Tradisi Malam Satu Suro, Spiritualitas Tahun Baru Jawa yang Penuh Makna
- https://www.kratonjogja.id/peristiwa/1327-antusias-ribuan-masyarakat-ikuti-gelaran-mubeng-beteng-peringati-1-sura-je-1958/
Budaya, VIVA Banyuwangi – Di tengah kemeriahan tahun baru masehi yang identik dengan pesta kembang api, masyarakat Jawa memiliki cara unik menyambut pergantian tahun: hening, penuh kontemplasi, dan sarat nilai spiritual. Tradisi malam Satu Suro menjadi momen sakral yang mengajak setiap insan untuk merefleksikan diri, membersihkan jiwa, dan menyatu dengan semesta dalam keheningan.
Satu Suro adalah hari pertama dalam bulan Suro menurut penanggalan Jawa, yang bertepatan dengan 1 Muharram dalam kalender Hijriyah. Tradisi ini lahir sejak era Sultan Agung Hanyakrakusuma dari Kesultanan Mataram Islam, yang menggabungkan sistem kalender Islam dengan budaya lokal. Suro menjadi bulan penuh kesakralan, dijalani bukan dengan hura-hura, tetapi dengan laku prihatin menahan diri, berdoa, dan melakukan ritual spiritual.
Alih-alih pesta, masyarakat Jawa memilih jalan sunyi. Di berbagai daerah, terutama di Yogyakarta dan Surakarta, malam Satu Suro diperingati dengan tradisi budaya yang sarat makna.
Jamasan Pusaka menjadi salah satu ritual penting dalam menyambut Malam 1 Suro, khususnya di Keraton Yogyakarta dan Pura Pakualaman. Dalam upacara ini, benda-benda pusaka seperti keris, kereta kencana, hingga gamelan dibersihkan dengan air bunga dan doa-doa khusus. Proses pencucian ini dilakukan dengan penuh khidmat, sebagai bentuk penyucian lahir dan batin sekaligus penghormatan terhadap warisan leluhur.

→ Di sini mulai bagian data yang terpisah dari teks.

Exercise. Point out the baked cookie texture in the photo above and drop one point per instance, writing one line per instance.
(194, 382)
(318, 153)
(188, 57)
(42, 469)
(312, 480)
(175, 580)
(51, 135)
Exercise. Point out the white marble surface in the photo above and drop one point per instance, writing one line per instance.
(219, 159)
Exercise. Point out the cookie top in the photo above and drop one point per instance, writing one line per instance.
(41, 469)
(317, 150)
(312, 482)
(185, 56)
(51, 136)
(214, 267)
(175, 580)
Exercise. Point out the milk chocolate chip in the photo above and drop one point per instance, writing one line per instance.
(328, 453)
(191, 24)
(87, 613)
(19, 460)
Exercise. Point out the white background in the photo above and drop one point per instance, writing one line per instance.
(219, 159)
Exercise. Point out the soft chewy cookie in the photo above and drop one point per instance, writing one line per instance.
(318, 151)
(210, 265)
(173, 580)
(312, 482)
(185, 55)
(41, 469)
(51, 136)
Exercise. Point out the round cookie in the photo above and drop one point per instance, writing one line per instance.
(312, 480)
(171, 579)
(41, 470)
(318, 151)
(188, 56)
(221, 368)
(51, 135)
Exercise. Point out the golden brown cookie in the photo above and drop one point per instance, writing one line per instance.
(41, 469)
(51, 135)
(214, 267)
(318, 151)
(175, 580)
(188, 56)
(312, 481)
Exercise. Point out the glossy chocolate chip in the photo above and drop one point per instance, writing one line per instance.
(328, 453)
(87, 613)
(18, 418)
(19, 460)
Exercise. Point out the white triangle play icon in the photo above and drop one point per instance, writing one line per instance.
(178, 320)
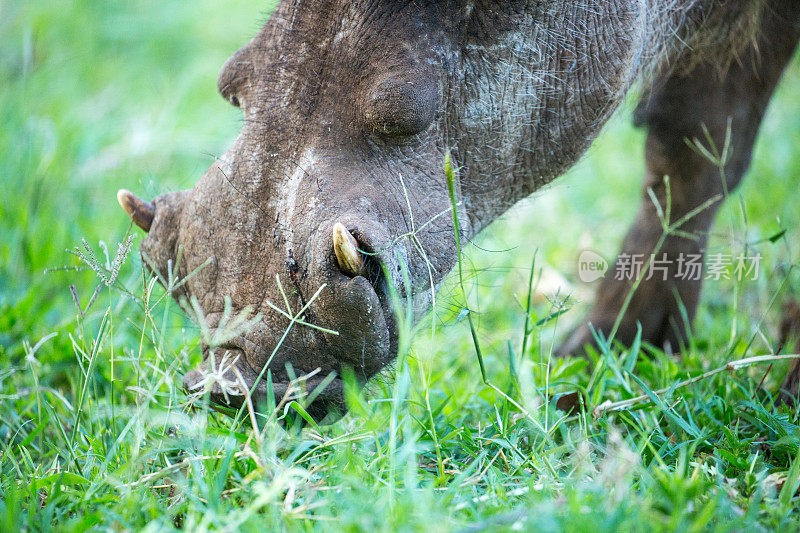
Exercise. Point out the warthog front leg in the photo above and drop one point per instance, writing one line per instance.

Ritual yang paling dikenal luas adalah Topo Bisu Mubeng Beteng, sebuah prosesi diam yang diikuti ribuan orang. Mereka berjalan kaki tanpa alas dan tanpa mengucap sepatah kata pun, mengelilingi benteng Keraton Yogyakarta sejauh kurang lebih 4 kilometer. Dalam hening dan langkah perlahan, para peserta merenungi perjalanan hidup, memohon keselamatan, dan menyambut tahun baru Jawa dengan hati yang bersih.